Syria vowed Saturday to hold "free and transparent" elections by the end of 2011 as Arab states in the Gulf joined a chorus of Western pressure over its deadly suppression of anti-regime protests.
An activist, meanwhile, said hundreds of tanks and armoured cars had been deployed in the northeastern city of Deir Ezzor and around Homs in central Syria.
"Syria will hold free and transparent elections that will give birth to a parliament representing the aspirations of the Syrian people," Foreign Minister Walid Muallem said in a meeting with ambassadors posted to Damascus.
"The general elections will be held before the end of the year," Muallem said, quoted by the official SANA news agency.
The foreign minister stressed "the commitment of the Syrian leadership to the continued reform process and implementation of measures announced by President (Bashar) Al-Assad."
The embattled president issued a decree Thursday allowing opposition political parties, but the move was largely dismissed by the opposition as a ploy to appease protesters.
The oil-rich Arab monarchies of the Gulf on Saturday turned up the heat on Damascus, with the six-nation Gulf Cooperation Council calling in a statement for an "immediate end to violence ... and bloodshed."
They urged a "resort to wisdom and introducing serious and necessary reforms."
Their call followed a pledge by the US, French and German leaders to consider new steps to punish Syria after a deadly crackdown on the first Friday of Ramadan, the holy Muslim month of fasting.

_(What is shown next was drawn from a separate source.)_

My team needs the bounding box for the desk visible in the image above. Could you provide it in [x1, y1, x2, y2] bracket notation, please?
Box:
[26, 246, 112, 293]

President Barack Obama spoke separately to France's Nicolas Sarkozy and German Chancellor Angela Merkel as Western nations cranked up pressure on Assad.
They "condemned the Assad regime's continued use of indiscriminate violence," the White House said. They "also agreed to consider additional steps to pressure the Assad regime and support the Syrian people."
German Foreign Minister Guido Westerwelle, in an interview to be published Sunday, said Assad no longer has a future in Syrian politics.
"I don't believe that Assad has a political future ahead of him which is supported by the Syrian people," Westerwelle told the newspaper Allgemeine Sonntagszeitung.
The Syrian government has sought to crush the democracy movement with brutal force, killing around 1,650 civilians and arresting thousands of dissenters, according to the Syrian Observatory for Human Rights.
Rami Abdel Rahman, head of the Britain-based Syrian Observatory for Human Rights, told AFP by telephone that around 250 tanks and armoured cars were deployed in four districts of Deir Ezzor on Saturday.
The tanks were also posted around the airport in Deir Ezzor, many of whose residents started to flee the city from Wednesday, fearing imminent military action.
In Homs, "many armoured cars and other army vehicles have been posted in the Bab Al-Sibaa district," Abdel Rahman said, adding that activists in the city reported gunfire from early morning.
In the latest bloodshed, Abdel Karim Rihawi, who heads the Syrian League for the Defence of Human Rights, said 22 people were killed on Friday, including seven after the special evening prayers for Ramadan.
Seven of the fatalities were in Irbin, three in Damir and one in Maadamiya, all near Damascus, he said by telephone. Three others were killed in Homs and one other in Nawa, southern Syria.
SANA, meanwhile, said two members of the security forces were killed and eight wounded on Friday in an ambush on a road in the northwestern Idlib region, near the Turkish border.
On Friday, communications were completely cut off as the army stepped up an operation to crush dissent in Hama, the central city where security forces killed at least 30 civilians and wounded dozens more earlier in the week.
More than 1,000 families have fled the city, according to Abdel Rahman.
"Thousands of demonstrators marched in Deir Ezzor, Daraa and Qamishli in support of the city of Hama despite the extreme heat" on Friday, said Rihawi, adding they numbered 30,000 in Deir Ezzor alone.